Radioactive Waste 901 – RePlanet Calls For The Use Of Spent Nuclear Fuel To Power Fast Breeder Reactors – Part 2 of 2 Parts

Part 2 of 2 Parts
    The RePlanet report points out that “Using this fuel in a new generation of fast-neutron reactors would eliminate it as a ‘waste’ concern via a carbon-free waste-to-energy process. Most of the remaining leftover fission products would return to a level of radioactivity comparable to the original uranium ore within 200-300 years. This means that current deep geological disposal strategies can be simplified and scaled back.”
     The report goes on to say that “While the economics of fast reactors are currently unproven, if resources currently intended for deep geological disposal of spent fuel were diverted instead into a fast reactor program that would enable the re-use of that fuel, this would turn a burden into a useful part of a legitimate circular economic activity.”
     The report further notes that “Many countries in the past have run fast reactor prototypes, such as EBRII in the United States, Phénix in France, Monju in Japan and the Russian BN fast reactor program.
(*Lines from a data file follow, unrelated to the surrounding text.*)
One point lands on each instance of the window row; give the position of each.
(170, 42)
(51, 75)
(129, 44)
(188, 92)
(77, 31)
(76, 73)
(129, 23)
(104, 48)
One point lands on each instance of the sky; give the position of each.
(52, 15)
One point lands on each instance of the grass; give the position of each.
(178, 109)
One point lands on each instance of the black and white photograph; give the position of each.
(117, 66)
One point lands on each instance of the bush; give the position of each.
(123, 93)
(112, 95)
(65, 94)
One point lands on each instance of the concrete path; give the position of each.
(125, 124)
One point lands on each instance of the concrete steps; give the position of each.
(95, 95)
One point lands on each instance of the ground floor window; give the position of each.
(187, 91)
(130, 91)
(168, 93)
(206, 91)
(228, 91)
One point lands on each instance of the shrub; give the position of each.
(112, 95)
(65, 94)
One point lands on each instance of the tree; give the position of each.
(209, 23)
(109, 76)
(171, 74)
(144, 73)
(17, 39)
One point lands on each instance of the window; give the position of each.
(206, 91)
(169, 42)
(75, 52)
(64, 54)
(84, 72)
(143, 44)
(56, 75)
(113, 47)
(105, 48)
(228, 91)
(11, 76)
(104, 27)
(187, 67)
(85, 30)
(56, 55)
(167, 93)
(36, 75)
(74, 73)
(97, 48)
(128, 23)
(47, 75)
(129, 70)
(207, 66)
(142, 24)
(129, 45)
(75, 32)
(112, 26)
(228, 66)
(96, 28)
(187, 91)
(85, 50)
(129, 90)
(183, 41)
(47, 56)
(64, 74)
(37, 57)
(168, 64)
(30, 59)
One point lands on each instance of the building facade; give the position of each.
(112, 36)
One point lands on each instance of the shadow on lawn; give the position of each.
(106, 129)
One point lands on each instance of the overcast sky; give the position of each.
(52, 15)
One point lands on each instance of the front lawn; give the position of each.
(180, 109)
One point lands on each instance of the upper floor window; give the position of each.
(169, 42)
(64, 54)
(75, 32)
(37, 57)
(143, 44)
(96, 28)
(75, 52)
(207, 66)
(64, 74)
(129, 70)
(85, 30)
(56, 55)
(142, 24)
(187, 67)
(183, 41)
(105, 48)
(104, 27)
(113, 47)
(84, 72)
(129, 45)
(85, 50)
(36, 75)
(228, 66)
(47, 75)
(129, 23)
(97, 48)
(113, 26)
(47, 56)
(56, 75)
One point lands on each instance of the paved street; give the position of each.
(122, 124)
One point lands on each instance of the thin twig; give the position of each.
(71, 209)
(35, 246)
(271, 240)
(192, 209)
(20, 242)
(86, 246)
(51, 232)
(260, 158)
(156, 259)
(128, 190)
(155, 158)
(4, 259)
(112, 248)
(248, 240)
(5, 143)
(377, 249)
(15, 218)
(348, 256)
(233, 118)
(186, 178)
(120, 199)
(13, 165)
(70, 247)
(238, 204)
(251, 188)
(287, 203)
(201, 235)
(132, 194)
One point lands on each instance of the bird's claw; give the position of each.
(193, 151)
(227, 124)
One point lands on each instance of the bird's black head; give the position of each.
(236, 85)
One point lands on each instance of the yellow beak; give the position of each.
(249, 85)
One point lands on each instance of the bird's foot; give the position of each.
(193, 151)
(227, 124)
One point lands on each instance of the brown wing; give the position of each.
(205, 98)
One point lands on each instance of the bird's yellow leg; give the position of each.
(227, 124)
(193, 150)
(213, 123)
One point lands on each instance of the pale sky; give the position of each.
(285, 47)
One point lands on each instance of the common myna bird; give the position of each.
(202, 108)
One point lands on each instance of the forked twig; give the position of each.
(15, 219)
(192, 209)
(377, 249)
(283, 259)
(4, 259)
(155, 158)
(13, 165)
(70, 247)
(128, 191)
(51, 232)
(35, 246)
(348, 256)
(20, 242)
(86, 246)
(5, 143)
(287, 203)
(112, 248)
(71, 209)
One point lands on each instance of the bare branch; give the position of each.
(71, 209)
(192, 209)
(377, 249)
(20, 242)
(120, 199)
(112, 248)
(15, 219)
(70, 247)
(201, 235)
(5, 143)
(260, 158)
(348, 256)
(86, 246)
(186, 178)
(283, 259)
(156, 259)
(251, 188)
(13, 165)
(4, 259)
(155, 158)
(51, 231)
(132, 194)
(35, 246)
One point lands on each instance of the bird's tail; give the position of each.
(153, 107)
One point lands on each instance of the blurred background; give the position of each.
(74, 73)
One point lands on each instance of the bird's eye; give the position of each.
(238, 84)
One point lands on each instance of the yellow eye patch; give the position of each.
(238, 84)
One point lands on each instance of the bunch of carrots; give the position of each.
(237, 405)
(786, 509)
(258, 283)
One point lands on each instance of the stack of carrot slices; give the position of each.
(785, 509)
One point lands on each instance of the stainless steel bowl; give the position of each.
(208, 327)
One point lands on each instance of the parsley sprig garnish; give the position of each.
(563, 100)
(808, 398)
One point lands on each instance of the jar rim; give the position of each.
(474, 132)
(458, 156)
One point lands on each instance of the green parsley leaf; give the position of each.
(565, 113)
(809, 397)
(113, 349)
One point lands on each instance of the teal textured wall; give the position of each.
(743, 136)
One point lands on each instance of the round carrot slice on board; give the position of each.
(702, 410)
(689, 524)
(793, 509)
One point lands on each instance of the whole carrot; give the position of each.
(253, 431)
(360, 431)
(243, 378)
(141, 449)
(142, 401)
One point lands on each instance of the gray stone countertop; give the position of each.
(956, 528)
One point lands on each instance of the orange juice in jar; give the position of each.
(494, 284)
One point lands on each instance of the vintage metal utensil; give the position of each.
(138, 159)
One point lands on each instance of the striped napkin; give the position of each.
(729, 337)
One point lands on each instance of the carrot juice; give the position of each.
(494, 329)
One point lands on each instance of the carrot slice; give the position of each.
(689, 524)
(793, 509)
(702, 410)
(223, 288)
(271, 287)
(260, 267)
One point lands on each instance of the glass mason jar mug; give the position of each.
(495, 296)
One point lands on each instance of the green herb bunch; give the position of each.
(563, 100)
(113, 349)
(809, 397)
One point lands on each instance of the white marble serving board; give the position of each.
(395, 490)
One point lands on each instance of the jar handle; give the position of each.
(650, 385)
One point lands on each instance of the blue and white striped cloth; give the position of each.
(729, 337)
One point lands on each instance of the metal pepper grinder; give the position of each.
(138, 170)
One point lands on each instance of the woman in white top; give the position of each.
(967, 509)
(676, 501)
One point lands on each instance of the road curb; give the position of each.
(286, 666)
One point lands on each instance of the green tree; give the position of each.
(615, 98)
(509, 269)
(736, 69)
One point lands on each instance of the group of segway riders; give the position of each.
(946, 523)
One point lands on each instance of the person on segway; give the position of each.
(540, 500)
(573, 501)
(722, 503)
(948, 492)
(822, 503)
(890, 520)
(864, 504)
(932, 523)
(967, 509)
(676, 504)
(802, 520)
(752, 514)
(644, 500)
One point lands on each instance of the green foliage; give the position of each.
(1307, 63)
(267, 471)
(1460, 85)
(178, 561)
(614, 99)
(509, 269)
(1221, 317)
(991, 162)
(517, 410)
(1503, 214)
The Western programs were closed down prematurely for a combination of political and technical reasons, with only the Russian effort currently continuing…. (Due to the war in Ukraine, we do not discuss the Russian fast reactor program further in this report.)”
     This is unfortunate because a close look at Russia’s fast reactor program would show that the economics of fast reactors in not “unproven”. Russia’s BN-600 at Unit 3 of the Beloyarsk nuclear power plant has been operating and supplying power since 1980. It is one of the more efficient and economic nuclear power reactors in the country. Furthermore, Russia’s pilot demonstration power complex (PDEK) under construction at Siberian Chemical Combine based on the Brest-OD-300 fast reactor has been specifically designed to reuse spent nuclear fuel at a single site. This site also includes fuel fabrication and recycling facilities.
      RePlanet says “We are not, however, proposing 100% of generation from fast reactors. If we instead assume, for illustrative purposes, that renewables (plus whatever is the size of the light-water reactor fleet at the time) make up 80% of generation on an annualized basis, this means fast reactors need only to generate 20% of power, allowing us to multiply the available energy in current fuel stockpiles by a factor of five. Fast reactors could therefore make up the difference for a fully carbon-free electricity grid for over a thousand years, even at tripled rates of electricity use in our high estimate, if they work in support of renewables.”
     The report concludes, “The rapid deployment of today’s modern, commercially available ‘once-through’ nuclear reactor technology should not be abandoned, even as we push for fast reactors to become available. Fast breeder reactors are able to work together with existing reactor designs, since breeders produce enough fuel to resupply not just themselves but also an additional conventional reactor of the same power. All forms of nuclear can thus also work together, in partnership with renewables.”
     There is concern that the plutonium extracted from spent nuclear fuel to fuel fast breeder reactors could be made into nuclear weapons and pose a proliferation risk.